I'm trying to understand how to use a black box likelihood function in pymc. Basically, this is explained here. I have tried implementing this on my own with a very simple Python model (a double logistic function), and no gradient. In addition to the code in the link I mentioned, that sets up the theano wrappers around the loglikelihood function, I have the following code
# Define the model
def my_model(p, t, m_m, m_M):
"""An simple double logistic model"""
return m_m + (m_M - m_m) * (
1.0 / (1 + np.exp(-p[0] * (t - p[1] * 365)))
+ 1.0 / (1 + np.exp(p[2] * (t - p[3] * 365)))
- 1
)
# The loglikelihood function
def log_lklhood(theta, t, data, sigma):
"""Normal log-likelihoood"""
y_pred = my_model(theta, t, data.max(), data.min())
retval = -(0.5 / sigma ** 2) * np.sum((data - y_pred) ** 2)
return retval
## Experimental data
data = np.array([0.104, 0.133, 0.131, 0.329, 0.669, 0.822, 0.847, 0.807, 0.638, 0.486, 0.162, 0.125])
t = np.array([1, 32, 61, 92, 122, 153, 183, 214, 245, 275, 306, 336])
sigma = 0.02 # Uncertainty in the observations
# Straight outta internet...
logl = LogLike(log_lklhood, data, t, sigma)
ndraws = 500 # number of draws from the distribution
nburn = 100 # number of "burn-in points" (which we'll discard)
# use PyMC3 to sampler from log-likelihood
with pm.Model():
theta1 = pm.Normal("theta_1", mu=0, sigma=1, testval=0.1)
theta3 = pm.Normal("theta_3", mu=0, sigma=1, testval=0.1)
theta2 = pm.Uniform("theta_2", lower=0.01, upper=0.5, testval=120.0 / 365)
theta4 = pm.Uniform("theta_4", lower=0.51, upper=0.99, testval=250.0 / 365)
# convert theta1...theta4 to a tensor vector
theta = tt.as_tensor_variable([theta1, theta2, theta3, theta4])
# use a DensityDist (use a lamdba function to "call" the Op)
pm.DensityDist("likelihood", lambda v: logl(v), observed={"v": theta})
# Use simple metropolis
step = pm.Metropolis()
trace = pm.sample(ndraws, tune=nburn, step=step, discard_tuned_samples=True)
This goes over the sampling but then fails with rather cryptic error:
Multiprocess sampling (2 chains in 2 jobs)
CompoundStep
>Metropolis: [theta_4]
>Metropolis: [theta_2]
>Metropolis: [theta_3]
>Metropolis: [theta_1]
100.00% [1010/1010 00:01<00:00 Sampling 2 chains, 0 divergences]
Sampling 2 chains for 5 tune and 500 draw iterations (10 + 1_000 draws total) took 2 seconds.
---------------------------------------------------------------------------
MissingInputError Traceback (most recent call last)
<ipython-input-14-3e5ab1ff0971> in <module>
17 pm.DensityDist('likelihood', lambda v: logl(v), observed={'v': theta})
18 step = pm.Metropolis()
---> 19 trace = pm.sample(ndraws, tune=nburn, step=step, discard_tuned_samples=True)
[...]
MissingInputError: Input 0 of the graph (indices start from 0), used to compute sigmoid(theta_4_interval__), was not provided and not given a value.
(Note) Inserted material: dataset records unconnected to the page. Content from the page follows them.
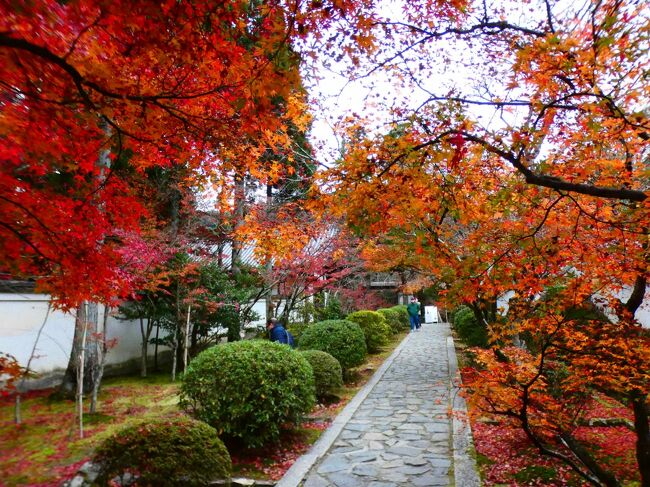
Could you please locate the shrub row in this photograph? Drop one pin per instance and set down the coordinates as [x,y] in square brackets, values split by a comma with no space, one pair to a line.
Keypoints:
[244,391]
[470,331]
[176,451]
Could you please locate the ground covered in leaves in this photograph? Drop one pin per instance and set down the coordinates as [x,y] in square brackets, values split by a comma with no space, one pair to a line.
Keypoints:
[506,457]
[45,448]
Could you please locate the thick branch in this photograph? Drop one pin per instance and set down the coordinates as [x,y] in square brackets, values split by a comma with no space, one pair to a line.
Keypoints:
[555,182]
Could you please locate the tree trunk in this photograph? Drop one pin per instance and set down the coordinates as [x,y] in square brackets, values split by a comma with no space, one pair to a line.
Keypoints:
[155,350]
[144,346]
[269,260]
[174,355]
[69,384]
[21,385]
[185,338]
[642,429]
[240,201]
[102,362]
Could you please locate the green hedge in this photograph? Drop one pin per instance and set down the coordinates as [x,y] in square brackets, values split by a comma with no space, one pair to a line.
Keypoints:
[393,319]
[328,374]
[375,329]
[297,329]
[169,452]
[248,389]
[342,339]
[470,331]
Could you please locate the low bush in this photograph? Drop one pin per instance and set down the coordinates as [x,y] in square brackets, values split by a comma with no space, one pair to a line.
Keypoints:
[328,375]
[403,315]
[470,331]
[248,389]
[169,452]
[392,317]
[374,326]
[342,339]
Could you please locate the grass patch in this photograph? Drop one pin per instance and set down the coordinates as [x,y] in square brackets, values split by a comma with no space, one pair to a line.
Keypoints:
[46,448]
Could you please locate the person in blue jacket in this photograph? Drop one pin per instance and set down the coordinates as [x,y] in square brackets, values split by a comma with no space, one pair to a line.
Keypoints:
[413,309]
[278,333]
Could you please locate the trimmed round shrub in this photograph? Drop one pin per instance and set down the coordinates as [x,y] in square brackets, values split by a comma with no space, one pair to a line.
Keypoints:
[392,317]
[342,339]
[248,389]
[166,452]
[470,331]
[374,326]
[328,374]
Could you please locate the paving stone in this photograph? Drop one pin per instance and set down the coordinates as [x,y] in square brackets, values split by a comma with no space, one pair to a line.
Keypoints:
[333,463]
[361,456]
[405,450]
[416,462]
[400,434]
[430,480]
[349,435]
[390,456]
[344,480]
[374,436]
[366,470]
[440,462]
[376,445]
[410,470]
[316,480]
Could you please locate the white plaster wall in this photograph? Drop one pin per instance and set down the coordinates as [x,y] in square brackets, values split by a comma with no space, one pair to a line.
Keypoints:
[22,315]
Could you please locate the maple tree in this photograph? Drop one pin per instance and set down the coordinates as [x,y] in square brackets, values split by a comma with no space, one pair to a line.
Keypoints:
[150,86]
[528,178]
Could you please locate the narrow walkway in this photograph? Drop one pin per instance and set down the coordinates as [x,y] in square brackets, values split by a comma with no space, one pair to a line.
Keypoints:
[401,433]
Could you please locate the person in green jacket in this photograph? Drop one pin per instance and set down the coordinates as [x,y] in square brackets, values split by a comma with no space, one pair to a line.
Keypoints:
[413,309]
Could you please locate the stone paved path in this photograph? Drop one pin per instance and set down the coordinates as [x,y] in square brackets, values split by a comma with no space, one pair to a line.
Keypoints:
[400,435]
Use the Theano flag exception_verbosity='high', for more information on this error.
I'm very new to pymc, so don't really know what this error means, or what I am doing wrong. There are a number of SO questions(eg0 on this that suggest I am calling a python function with a theano array as the basis of the problem. However, I don't see where this is happening.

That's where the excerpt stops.